Sungrow conducts unprecedented fire test on utility-scale battery array
In a first-of-its-kind test, Sungrow demonstrated the safety of its PowerTitan energy storage system. The company intentionally lit a full-size 20-ft standalone PowerTitan BESS on fire to ensure it could successfully contain “thermal runaway” without it spreading to other BESS units.
The test featured four of Sungrow’s PowerTitan 2.752 MWh integrated battery energy storage systems –- not just a small cabinet with a few batteries inside. And in a first for the industry, the large-scale burn test was livestreamed to a group of key stakeholders, including subject matter experts, owners’ engineers, and fire protection consultants.
“This elevates our commitment to industry safety and transparency in commerce to a level few have achieved,” said Hank Wang, president of Sungrow Americas.
Sungrow livestreamed the burn test, which was conducted on May 23 at a third-party lab in Puyang, Henan Province, China. The company simulated a real energy storage plant scenario, and purposely set a complete PowerTitan on fire without any external fire control measures to see whether thermal runaway would spread to adjacent BESS units –- and to assess its impact on other equipment. This test checked PowerTitan’s fire safety capability at both the BLOCK and station control levels.
During the test, explosion relief panels at the top activated automatically, venting the fire upward without spreading to adjacent battery cabins and energy storage units. The top exhaust and venting design and fire-resistance bulkheads helped PowerTitan1.0 energy storage system successfully pass this “real fire test,” achieving the expected objectives.
Sungrow’s test team, certification team, procurement team and safety team worked under severe weather conditions to ensure the test was completed as scheduled and successfully passed.
“Too often, renewable energy skeptics raise fire safety concerns, even though batteries are overwhelmingly safe.

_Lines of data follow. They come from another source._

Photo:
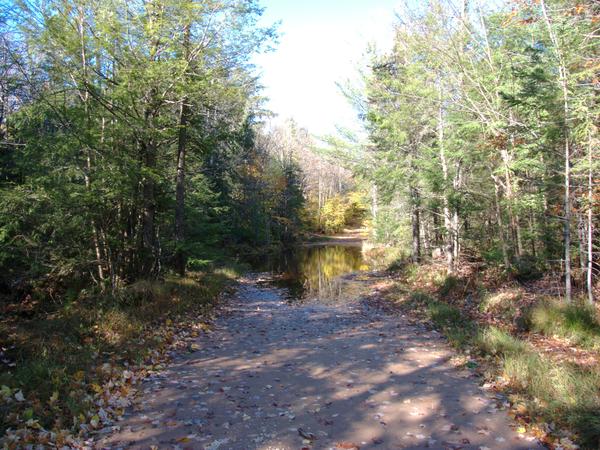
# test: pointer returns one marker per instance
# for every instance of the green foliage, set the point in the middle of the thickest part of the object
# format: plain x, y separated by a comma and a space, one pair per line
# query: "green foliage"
60, 354
555, 391
580, 324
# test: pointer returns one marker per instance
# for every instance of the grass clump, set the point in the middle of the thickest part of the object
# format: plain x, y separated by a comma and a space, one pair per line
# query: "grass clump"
577, 323
494, 341
559, 393
57, 356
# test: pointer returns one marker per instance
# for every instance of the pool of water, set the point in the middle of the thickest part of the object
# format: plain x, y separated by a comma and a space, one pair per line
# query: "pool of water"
316, 271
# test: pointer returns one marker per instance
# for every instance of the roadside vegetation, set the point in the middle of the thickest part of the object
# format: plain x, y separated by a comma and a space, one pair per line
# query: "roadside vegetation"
539, 352
73, 366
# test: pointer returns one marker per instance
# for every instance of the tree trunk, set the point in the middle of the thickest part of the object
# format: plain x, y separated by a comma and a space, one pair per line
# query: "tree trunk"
590, 227
563, 78
416, 225
500, 223
148, 251
184, 111
448, 248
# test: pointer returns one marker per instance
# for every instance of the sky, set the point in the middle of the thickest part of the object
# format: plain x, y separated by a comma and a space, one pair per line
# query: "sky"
321, 42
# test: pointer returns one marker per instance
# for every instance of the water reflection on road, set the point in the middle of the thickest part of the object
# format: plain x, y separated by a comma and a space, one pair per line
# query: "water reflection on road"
317, 271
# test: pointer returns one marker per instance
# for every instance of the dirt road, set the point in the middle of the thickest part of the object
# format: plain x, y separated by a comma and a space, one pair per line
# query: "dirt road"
275, 375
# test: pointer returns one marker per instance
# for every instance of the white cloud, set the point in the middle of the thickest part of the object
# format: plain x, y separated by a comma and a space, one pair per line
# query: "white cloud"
300, 76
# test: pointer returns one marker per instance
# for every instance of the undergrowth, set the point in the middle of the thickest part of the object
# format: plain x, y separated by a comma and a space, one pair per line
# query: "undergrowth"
56, 357
577, 323
559, 393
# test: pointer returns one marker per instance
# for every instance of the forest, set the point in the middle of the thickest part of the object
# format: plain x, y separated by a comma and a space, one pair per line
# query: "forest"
142, 172
483, 138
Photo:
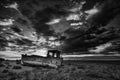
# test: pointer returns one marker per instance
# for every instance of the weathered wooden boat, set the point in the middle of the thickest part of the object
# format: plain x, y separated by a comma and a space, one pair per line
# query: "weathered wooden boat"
52, 59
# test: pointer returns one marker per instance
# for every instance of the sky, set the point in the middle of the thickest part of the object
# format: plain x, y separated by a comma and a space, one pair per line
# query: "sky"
31, 26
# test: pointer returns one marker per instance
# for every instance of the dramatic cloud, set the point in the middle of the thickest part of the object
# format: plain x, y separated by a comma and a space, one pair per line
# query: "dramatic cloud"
69, 25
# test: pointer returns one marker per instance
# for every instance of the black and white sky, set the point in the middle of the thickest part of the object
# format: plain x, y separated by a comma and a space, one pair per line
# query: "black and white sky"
33, 26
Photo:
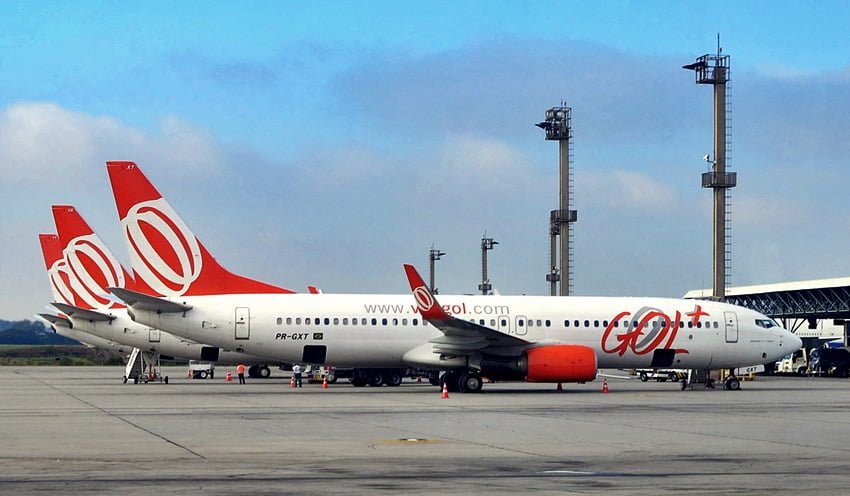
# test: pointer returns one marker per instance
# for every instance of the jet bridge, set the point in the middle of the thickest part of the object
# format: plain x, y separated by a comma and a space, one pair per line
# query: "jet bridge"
793, 303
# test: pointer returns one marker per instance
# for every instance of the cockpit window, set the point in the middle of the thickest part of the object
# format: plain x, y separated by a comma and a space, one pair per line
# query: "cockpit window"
766, 323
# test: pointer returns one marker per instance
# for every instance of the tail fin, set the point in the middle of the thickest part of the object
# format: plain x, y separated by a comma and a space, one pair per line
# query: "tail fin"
57, 269
167, 258
93, 268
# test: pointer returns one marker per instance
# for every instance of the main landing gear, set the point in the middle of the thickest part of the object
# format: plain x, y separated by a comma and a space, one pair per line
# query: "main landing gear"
462, 381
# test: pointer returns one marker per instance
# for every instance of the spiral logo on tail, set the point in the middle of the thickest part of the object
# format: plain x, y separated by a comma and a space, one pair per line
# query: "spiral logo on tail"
164, 252
60, 277
424, 300
92, 269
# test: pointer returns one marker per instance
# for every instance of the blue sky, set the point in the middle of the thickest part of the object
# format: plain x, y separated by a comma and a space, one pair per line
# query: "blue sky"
329, 143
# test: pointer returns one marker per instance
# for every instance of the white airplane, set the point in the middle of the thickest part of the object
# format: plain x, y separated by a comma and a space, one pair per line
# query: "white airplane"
183, 289
88, 267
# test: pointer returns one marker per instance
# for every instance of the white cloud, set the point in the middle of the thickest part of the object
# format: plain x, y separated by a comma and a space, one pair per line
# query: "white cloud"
629, 189
41, 139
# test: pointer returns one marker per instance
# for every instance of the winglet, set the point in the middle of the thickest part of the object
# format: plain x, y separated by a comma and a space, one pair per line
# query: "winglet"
142, 301
428, 306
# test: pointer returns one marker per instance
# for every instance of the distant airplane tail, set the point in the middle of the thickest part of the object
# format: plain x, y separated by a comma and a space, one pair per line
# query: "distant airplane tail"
57, 269
166, 256
92, 268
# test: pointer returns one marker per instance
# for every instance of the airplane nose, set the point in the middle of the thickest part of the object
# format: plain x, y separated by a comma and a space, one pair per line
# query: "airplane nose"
796, 343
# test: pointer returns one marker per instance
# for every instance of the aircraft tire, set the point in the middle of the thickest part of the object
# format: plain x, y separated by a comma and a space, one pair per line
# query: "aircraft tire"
393, 379
375, 378
452, 381
470, 382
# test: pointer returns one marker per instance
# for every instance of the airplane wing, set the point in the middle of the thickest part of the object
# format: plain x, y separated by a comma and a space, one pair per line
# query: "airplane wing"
82, 313
142, 301
459, 336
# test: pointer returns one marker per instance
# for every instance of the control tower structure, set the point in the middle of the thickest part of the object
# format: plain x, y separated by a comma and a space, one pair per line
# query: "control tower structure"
714, 70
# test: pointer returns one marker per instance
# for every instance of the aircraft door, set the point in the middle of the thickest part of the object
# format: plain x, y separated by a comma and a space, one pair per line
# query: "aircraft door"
731, 327
503, 324
242, 323
521, 325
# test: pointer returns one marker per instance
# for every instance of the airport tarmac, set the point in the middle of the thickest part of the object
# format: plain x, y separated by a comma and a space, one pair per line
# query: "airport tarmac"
73, 430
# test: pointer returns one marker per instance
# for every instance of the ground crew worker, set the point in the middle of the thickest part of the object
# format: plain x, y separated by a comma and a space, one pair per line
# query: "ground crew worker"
296, 372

These criticisms slow the adoption of such technologies,” said Bryce Laber, manager, ESS product engineering at Sungrow USA. “At this stage, we are the only energy storage system supplier to execute a test with the complete machine of 10 MWh and successfully pass, with unprecedented industry-firsts and transparency.”
In addition, Sungrow’s PowerTitan series of battery energy storage systems minimize the chance of a fire occurring by using liquid cooling, which prevents dust and humidity from entering the system. The systems effectively suppress thermal runaway propagation through rapid arc shutdown, self-sealing coolant loop connectors, inter-rack fusing protection, and advanced temperature management, which limits battery cell variations to 2.5 degrees Celsius.
“By ensuring the highest safety standards, Sungrow’s technology abates safety concerns and helps encourage the adoption of utility-scale storage systems throughout the energy industry,” Wang said.